When a canary file is opened, WatchDog collects:

Data Purpose
Hostname Identify which computer was accessed
Username Identify who was logged in
Public IP Network location
Private IP Local network info
MAC Address Device identifier
OS Details Operating system version
WiFi Network Network name (SSID)
Geolocation Country, city, ISP
Processes Running applications
Threat Score Malicious IP detection

Security

  • File Integrity: Detects if canary files are tampered with
  • Geofencing: Only alerts from unexpected locations
  • Encryption: Optional encryption for alert data
  • Rate Limiting: Prevents alert spam
  • Local Storage: Data stays on your system

See SECURITY.md for details.


FAQ

Q: Is this malware? A: No. WatchDog is a defensive security tool for monitoring your own systems. See DISCLAIMER.md.
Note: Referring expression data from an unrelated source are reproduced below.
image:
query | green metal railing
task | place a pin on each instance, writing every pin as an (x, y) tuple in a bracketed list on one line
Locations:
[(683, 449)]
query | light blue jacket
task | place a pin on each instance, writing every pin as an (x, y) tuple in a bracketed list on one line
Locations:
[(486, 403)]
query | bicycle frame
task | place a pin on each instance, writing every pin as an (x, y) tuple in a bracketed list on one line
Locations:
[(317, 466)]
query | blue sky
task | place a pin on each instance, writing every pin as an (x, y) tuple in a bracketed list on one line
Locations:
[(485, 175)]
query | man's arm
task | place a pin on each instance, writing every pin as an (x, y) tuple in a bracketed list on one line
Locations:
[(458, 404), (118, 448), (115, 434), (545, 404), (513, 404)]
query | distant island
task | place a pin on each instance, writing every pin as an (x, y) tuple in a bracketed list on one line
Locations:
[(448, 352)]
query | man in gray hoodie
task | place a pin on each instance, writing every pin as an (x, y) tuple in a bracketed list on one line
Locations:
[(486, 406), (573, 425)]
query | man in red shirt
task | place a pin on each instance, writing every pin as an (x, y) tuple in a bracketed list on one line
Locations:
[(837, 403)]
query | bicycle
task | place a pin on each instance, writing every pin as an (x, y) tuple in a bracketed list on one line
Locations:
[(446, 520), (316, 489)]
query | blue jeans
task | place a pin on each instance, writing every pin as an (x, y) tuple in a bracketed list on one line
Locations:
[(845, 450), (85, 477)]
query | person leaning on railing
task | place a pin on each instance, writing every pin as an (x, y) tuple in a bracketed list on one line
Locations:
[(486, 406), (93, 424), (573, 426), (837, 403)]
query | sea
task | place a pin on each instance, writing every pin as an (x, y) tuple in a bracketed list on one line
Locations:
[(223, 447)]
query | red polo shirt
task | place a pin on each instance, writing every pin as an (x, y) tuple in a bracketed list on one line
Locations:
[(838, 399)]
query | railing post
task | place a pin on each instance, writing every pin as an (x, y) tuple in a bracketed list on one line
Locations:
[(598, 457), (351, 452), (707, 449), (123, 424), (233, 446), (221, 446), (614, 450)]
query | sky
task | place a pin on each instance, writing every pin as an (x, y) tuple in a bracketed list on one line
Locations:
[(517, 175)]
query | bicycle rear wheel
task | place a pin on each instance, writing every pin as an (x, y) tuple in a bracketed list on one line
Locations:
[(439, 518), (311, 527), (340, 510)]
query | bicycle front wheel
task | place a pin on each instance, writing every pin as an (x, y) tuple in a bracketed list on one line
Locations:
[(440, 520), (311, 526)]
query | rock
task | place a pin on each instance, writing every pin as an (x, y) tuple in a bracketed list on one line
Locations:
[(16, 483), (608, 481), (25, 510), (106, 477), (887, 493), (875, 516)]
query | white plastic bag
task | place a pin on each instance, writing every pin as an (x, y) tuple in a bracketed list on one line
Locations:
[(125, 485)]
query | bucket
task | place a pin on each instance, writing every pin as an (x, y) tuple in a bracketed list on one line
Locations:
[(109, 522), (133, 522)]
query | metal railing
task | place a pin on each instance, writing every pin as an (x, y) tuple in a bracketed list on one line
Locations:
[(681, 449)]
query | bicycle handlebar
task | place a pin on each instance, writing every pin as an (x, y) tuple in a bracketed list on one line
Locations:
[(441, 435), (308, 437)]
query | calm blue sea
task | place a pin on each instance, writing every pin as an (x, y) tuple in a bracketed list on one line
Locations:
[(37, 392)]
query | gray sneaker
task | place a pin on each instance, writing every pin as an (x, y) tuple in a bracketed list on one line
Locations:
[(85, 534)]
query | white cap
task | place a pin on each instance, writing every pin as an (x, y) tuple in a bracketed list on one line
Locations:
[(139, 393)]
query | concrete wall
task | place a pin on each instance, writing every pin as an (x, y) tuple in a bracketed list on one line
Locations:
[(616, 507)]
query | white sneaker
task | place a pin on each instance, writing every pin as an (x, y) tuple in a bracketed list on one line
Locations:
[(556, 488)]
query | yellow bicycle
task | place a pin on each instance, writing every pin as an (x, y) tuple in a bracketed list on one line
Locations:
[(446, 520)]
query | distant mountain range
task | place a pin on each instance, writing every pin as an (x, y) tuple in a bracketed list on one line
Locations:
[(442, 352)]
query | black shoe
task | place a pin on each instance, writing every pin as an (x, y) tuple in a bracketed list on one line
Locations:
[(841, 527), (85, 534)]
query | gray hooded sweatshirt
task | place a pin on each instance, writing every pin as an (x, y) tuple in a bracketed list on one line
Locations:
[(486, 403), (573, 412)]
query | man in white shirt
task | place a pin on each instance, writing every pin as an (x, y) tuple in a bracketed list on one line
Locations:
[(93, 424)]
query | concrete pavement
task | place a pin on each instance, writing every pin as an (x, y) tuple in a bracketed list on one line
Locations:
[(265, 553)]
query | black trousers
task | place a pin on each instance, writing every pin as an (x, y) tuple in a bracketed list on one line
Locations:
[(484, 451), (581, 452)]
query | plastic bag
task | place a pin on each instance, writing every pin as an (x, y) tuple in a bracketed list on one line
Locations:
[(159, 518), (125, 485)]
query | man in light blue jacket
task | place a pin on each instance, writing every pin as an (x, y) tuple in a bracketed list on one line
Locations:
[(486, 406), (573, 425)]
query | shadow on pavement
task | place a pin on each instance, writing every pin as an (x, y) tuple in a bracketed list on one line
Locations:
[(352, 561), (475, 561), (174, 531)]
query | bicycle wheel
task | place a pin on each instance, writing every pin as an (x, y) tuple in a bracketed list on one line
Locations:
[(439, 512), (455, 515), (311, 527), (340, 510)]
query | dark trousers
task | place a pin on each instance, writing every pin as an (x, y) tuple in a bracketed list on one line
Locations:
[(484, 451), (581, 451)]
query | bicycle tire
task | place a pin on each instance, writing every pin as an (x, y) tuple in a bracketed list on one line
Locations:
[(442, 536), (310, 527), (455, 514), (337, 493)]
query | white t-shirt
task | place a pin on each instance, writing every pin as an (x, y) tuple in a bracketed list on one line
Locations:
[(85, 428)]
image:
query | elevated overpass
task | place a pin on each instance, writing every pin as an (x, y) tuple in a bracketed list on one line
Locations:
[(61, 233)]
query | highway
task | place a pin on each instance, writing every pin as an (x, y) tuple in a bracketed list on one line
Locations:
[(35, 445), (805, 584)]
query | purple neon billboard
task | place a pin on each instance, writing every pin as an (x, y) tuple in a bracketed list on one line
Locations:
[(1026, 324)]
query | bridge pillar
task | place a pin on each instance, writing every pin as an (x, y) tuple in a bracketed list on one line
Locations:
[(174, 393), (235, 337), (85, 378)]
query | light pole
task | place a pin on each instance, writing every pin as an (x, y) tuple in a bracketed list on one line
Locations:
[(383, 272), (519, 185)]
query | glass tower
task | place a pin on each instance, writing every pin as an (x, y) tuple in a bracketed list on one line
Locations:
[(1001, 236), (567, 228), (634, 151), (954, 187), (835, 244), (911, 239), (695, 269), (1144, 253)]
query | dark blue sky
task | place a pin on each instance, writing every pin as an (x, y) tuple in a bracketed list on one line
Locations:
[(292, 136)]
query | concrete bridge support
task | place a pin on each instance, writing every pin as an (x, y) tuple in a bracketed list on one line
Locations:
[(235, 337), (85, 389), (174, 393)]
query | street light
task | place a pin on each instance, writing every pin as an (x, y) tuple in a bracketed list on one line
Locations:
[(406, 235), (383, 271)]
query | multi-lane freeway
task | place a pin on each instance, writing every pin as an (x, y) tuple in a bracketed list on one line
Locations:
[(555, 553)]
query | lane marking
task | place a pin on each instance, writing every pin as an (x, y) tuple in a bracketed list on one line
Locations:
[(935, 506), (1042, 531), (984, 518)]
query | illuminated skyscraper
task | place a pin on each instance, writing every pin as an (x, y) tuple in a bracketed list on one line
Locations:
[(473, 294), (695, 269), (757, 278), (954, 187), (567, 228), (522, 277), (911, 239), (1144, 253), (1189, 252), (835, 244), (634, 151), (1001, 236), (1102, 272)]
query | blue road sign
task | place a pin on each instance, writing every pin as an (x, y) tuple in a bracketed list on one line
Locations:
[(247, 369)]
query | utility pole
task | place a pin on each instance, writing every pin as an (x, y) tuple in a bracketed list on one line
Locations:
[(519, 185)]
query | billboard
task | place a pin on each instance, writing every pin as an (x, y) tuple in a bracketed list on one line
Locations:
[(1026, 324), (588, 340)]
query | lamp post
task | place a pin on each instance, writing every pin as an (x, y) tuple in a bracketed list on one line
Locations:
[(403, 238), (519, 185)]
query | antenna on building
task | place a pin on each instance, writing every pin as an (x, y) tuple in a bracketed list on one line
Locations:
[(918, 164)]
Q: Will this get my GitHub account suspended? A: No. WatchDog is a legitimate security tool with proper documentation and authorized use guidelines.

Q: Can I use this on systems I don't own? A: No. This is prohibited and illegal.

Q: Does it work on Mac/Linux? A: Yes. WatchDog is cross-platform.


Disclaimer

This software is provided for authorized security monitoring only. Users are responsible for complying with all applicable laws. See DISCLAIMER.md for full details.